Edgy? Sure. But was it intentionally so? That's what I'm curious about.

Monday, August 22, 2011

What's the difference between a banjo and a ukulele?

It takes you twice as long to burn a banjo.

Interesting event at the Strathmore, near DC: UkeFest 2011. I must admit that I can't think of a ukulele without seeing Tiny Tim playing it.

Saturday, August 13, 2011

HP Lovecraft: Mayan cosmonaut.

Okay, not really.  That statement would hack off Lovecraft, I think, but I'd hope he'd laugh. 

Here's a quote from an excellent interview on BoingBoing by Maggie Koerth-Baker with John Hoopes, an authority on ancient Mayan culture and one of MKB's former professors at the University of Kansas. Think the 2012ists are crazy? You're right, and here's why.
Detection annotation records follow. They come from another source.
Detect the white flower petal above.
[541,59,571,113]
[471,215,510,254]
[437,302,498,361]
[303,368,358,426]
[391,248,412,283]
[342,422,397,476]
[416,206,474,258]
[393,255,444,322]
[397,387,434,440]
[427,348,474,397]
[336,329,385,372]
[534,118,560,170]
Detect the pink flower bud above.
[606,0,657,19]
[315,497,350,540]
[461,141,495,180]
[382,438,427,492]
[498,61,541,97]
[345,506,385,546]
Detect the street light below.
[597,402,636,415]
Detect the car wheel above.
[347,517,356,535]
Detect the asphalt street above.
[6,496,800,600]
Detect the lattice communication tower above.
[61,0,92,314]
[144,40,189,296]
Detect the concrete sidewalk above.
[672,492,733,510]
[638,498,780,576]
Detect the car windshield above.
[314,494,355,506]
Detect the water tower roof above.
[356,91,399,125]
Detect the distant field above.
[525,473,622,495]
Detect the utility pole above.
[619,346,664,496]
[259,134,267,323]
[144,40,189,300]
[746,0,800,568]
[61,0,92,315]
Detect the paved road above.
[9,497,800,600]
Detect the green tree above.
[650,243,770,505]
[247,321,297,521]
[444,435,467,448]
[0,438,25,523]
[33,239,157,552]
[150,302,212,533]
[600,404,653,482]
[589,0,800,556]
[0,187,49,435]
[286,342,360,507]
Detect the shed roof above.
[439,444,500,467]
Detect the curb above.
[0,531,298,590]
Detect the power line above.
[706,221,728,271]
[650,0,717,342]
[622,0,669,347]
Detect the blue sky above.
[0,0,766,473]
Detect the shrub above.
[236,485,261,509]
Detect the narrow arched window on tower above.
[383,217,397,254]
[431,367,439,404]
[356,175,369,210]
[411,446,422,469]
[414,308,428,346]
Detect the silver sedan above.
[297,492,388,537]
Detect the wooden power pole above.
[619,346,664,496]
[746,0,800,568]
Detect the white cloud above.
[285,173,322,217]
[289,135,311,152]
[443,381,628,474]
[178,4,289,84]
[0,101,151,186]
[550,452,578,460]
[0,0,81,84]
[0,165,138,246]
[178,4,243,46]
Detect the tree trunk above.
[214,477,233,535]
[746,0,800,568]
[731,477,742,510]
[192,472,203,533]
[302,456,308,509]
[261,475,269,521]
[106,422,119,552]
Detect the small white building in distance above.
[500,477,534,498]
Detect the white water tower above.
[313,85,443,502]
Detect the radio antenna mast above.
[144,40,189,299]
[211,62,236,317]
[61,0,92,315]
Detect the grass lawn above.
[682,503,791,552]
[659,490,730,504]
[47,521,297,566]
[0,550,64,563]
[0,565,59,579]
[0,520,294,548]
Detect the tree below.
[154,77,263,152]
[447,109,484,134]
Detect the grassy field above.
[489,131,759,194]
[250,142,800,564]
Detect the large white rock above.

There's more to it than you think.

My interest was piqued with the following quote:

[T]he most recent research I’ve been doing, and I haven’t published on this yet, but I’m finding links between the work of H.P. Lovecraft and influence of that on 2012. Michael Coe was a huge Lovecraft fan, even. I’m working on a manuscript on that right now. But Lovecraft is at the root of a lot of the ideas here, like the cycles of destruction, for instance. That’s not Mayan, that’s Lovecraft. Lovecraft himself had a lot of skepticism and felt that spiritualism was appropriate for fiction but didn’t believe any of it in everyday reality, and he kind of used his fiction as a way to mock those beliefs a little. But now that’s being used as reality.


Whenever I read items like this interview, I am first grateful that there are still rational thinkers out there. I'm also concerned about how to change culture so that there's less crazy and more sane, with more sane being better critical thinking. I admit, I could've done a better job of teaching critical thinking when I was a university instructor; it's a hard task to take on, and it requires at the very least cooperation from students, with the best ones being the ones who change their process. 

So can this task be done? Can we make people into better citizens? Accusations of racism and classism fly when the term "better" comes out. But there has got to be a "better," because otherwise we are doomed to the lowest common denominator.

Tuesday, August 02, 2011

Sir Bertrand Russell: Wise consideration.




Say what you wish about Russell's beliefs, lack therof, and attitudes, this is the sort of advice from which we all--yes, I mean everyone--could benefit. I find myself wishing more frequently that I had people like this in my life as I was growing up. If you're not familiar with Sir Bertrand's work, be careful about dismissing his words too easily, and be especially careful about quoting Rodney King back at him.

Tip o'the hat to BoingBoing for this one.

Monday, August 01, 2011

Haters gonna hate.

Haters gonna hate.



Love me some scientific nerdliness first thing in the morning. Post updated with image; link goes to original source (sort of).